Be sure to pick one that really ties the room together.
I had an old bathmat that I put down in front of the living room window when we got our puppy St. Bernard so she would have something comfy to sleep on. She used to gather it up between her paws and suckle on it. She did that for her entire life of 13 years. We would wash it and mend it when it was falling apart. She was upset and would go behind the furniture when it was being washed until it was back where it belonged. It was almost in shreds when she died. Good memories.
I’m using bathmats we both had before we got married. Our 20th anniversary was last year. I guess I should go buy some new ones.
Cats will use the soft mat instead of the crunchy litter in their box so no mats for us.

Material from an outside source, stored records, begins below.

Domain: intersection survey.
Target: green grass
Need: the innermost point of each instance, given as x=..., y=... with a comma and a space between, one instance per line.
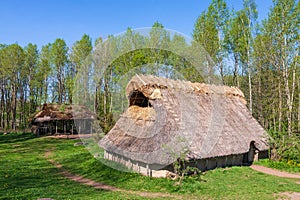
x=25, y=174
x=289, y=166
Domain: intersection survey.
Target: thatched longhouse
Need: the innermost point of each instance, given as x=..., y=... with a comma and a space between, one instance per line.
x=60, y=119
x=209, y=125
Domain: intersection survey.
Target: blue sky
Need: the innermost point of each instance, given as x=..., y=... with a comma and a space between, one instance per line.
x=42, y=21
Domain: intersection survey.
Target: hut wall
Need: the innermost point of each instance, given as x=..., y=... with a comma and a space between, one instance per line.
x=263, y=154
x=140, y=167
x=161, y=171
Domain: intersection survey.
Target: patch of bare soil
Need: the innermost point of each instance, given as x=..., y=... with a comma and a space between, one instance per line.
x=103, y=186
x=75, y=136
x=274, y=172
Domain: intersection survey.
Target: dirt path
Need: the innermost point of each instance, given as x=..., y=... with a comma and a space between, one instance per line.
x=102, y=186
x=274, y=172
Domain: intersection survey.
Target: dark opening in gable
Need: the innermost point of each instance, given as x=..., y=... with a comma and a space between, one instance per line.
x=138, y=98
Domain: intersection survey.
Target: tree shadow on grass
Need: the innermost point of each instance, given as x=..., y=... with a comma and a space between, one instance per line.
x=15, y=137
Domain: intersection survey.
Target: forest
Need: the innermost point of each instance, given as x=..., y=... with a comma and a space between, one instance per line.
x=261, y=58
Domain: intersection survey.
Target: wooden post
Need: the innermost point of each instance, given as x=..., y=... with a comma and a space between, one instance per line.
x=56, y=127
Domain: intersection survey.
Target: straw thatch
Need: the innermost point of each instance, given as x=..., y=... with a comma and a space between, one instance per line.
x=166, y=117
x=60, y=118
x=54, y=112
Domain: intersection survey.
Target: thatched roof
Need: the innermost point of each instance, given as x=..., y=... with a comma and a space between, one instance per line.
x=53, y=112
x=167, y=117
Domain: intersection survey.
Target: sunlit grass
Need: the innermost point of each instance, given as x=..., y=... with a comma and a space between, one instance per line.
x=26, y=174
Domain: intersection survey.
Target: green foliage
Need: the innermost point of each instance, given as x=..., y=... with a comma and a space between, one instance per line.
x=289, y=166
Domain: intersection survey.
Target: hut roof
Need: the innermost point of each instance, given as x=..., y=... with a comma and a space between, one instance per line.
x=166, y=117
x=51, y=112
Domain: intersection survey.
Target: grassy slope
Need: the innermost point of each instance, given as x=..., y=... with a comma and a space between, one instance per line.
x=25, y=174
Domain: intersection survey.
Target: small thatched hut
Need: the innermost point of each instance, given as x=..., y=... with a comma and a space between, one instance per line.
x=59, y=119
x=209, y=125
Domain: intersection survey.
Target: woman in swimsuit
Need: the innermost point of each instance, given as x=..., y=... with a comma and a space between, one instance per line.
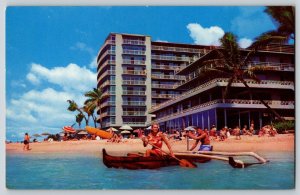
x=156, y=138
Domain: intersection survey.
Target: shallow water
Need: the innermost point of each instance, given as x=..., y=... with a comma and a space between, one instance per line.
x=88, y=172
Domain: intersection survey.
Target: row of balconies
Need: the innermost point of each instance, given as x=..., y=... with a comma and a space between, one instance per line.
x=179, y=49
x=134, y=52
x=229, y=103
x=133, y=42
x=224, y=82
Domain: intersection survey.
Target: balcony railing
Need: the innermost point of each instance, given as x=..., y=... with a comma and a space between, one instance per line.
x=134, y=103
x=224, y=82
x=134, y=62
x=134, y=113
x=133, y=42
x=135, y=72
x=131, y=92
x=133, y=82
x=167, y=96
x=171, y=58
x=161, y=76
x=228, y=103
x=165, y=86
x=109, y=103
x=133, y=52
x=166, y=67
x=179, y=49
x=110, y=72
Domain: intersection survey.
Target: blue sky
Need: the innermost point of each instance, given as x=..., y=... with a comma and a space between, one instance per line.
x=50, y=51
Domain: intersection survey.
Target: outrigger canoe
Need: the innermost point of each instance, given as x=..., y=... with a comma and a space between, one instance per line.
x=136, y=161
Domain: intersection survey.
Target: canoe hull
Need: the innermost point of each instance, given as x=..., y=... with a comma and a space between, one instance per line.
x=101, y=133
x=141, y=162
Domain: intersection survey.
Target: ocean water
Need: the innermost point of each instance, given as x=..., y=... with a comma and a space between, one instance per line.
x=48, y=171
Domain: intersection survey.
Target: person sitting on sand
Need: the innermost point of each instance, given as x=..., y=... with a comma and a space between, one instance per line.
x=156, y=139
x=202, y=137
x=26, y=142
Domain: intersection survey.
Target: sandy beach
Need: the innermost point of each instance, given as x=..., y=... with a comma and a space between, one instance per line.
x=282, y=142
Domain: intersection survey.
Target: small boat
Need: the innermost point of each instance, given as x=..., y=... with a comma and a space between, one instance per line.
x=136, y=161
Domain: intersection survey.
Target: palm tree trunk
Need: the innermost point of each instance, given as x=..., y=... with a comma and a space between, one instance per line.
x=261, y=100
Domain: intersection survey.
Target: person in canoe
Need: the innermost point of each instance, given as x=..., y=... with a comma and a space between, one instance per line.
x=201, y=137
x=156, y=139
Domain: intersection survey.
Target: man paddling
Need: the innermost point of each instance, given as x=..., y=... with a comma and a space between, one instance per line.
x=202, y=137
x=156, y=139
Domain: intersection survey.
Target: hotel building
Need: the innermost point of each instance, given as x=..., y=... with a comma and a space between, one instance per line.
x=202, y=104
x=136, y=73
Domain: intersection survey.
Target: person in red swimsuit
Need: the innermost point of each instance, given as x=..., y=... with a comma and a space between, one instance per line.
x=156, y=138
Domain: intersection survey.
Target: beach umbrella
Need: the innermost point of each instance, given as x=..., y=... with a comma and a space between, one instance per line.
x=82, y=133
x=190, y=128
x=126, y=127
x=36, y=135
x=112, y=129
x=125, y=131
x=69, y=129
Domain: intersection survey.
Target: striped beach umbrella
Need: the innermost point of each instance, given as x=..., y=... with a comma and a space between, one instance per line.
x=69, y=129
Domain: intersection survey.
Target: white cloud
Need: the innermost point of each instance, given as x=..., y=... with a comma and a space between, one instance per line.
x=45, y=108
x=205, y=36
x=244, y=42
x=71, y=77
x=82, y=47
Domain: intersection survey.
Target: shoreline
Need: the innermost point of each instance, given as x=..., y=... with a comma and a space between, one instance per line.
x=279, y=143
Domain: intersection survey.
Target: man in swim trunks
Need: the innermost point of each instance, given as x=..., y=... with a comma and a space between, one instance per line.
x=202, y=137
x=156, y=138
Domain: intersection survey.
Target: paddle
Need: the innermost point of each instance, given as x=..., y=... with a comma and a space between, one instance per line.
x=182, y=162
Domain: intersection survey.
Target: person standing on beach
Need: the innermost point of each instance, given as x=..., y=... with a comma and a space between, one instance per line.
x=156, y=139
x=202, y=137
x=26, y=142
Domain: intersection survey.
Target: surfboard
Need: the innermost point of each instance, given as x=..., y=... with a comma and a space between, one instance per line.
x=101, y=133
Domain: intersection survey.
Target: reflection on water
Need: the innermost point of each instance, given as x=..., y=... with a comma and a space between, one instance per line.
x=88, y=172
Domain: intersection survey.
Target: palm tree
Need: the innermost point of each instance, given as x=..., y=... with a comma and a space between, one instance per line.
x=235, y=67
x=284, y=19
x=79, y=118
x=74, y=107
x=94, y=100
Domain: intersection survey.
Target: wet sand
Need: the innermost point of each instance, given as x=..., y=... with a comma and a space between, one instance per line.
x=282, y=142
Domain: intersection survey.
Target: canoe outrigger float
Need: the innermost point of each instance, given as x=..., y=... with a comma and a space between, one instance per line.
x=138, y=161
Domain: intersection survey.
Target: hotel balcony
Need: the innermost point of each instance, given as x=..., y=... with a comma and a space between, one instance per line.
x=105, y=104
x=170, y=58
x=164, y=96
x=133, y=42
x=108, y=93
x=178, y=49
x=107, y=52
x=166, y=67
x=134, y=62
x=107, y=83
x=135, y=124
x=132, y=92
x=133, y=52
x=164, y=86
x=134, y=113
x=134, y=103
x=229, y=103
x=135, y=72
x=105, y=114
x=106, y=73
x=133, y=82
x=223, y=82
x=168, y=77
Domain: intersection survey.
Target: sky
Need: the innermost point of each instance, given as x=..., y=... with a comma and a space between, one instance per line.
x=51, y=51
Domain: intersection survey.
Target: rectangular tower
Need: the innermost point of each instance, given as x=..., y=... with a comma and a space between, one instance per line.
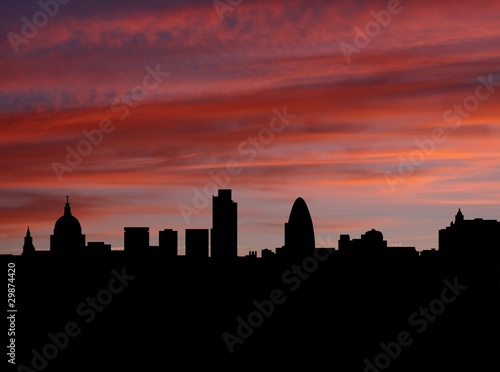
x=197, y=243
x=136, y=239
x=168, y=242
x=224, y=232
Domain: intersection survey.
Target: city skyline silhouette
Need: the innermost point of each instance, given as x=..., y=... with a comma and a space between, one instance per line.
x=360, y=304
x=242, y=185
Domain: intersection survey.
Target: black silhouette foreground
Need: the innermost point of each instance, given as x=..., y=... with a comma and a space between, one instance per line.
x=362, y=307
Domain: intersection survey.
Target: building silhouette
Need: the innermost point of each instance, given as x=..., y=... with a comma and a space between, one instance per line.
x=470, y=239
x=299, y=232
x=136, y=239
x=371, y=244
x=168, y=242
x=224, y=232
x=28, y=247
x=67, y=237
x=98, y=248
x=196, y=243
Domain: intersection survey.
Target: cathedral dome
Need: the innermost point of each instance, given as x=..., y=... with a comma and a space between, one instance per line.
x=67, y=224
x=374, y=235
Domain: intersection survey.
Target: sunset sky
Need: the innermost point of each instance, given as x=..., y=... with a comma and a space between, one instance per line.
x=393, y=131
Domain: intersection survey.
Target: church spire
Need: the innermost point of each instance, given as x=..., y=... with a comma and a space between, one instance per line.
x=67, y=208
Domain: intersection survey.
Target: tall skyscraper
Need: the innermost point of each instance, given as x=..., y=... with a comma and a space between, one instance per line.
x=224, y=232
x=28, y=246
x=67, y=237
x=299, y=231
x=197, y=243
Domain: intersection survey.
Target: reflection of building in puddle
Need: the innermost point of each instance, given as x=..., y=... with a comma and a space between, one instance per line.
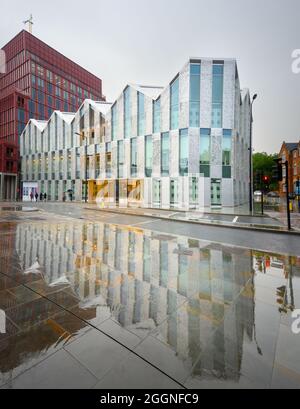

We use an old towel aka “dog towel” that gets hung up on the towel rack after showers and washed when you would rather put your feet on the floor than the towel.
This is your sign to replace the carpet.
i use the bath mats my parents always used - they are basically thick towels, and they hang over the side of the tub when not in use during a shower or bath. they get replaced weekly with the towels and everything goes to the laundromat every two weeks. those rubber backed ones are too much like actual carpet to me and gross me out - not absorbent and lots of places for bits of things to hide. not to mention putting rubber backed things in dryers is iffy depending on the dryer.
i’ve been told certain people need those rug things on the floor for various reasons but if you must use them then you should wash them often. as a housekeeper and the one that cleans my own bathroom (and all the places i’ve lived have had tiny ones so i have to do the floor by hand)…trust me on this. even if it’s just you and your s/o, it gets gnarly in places over the course of a week.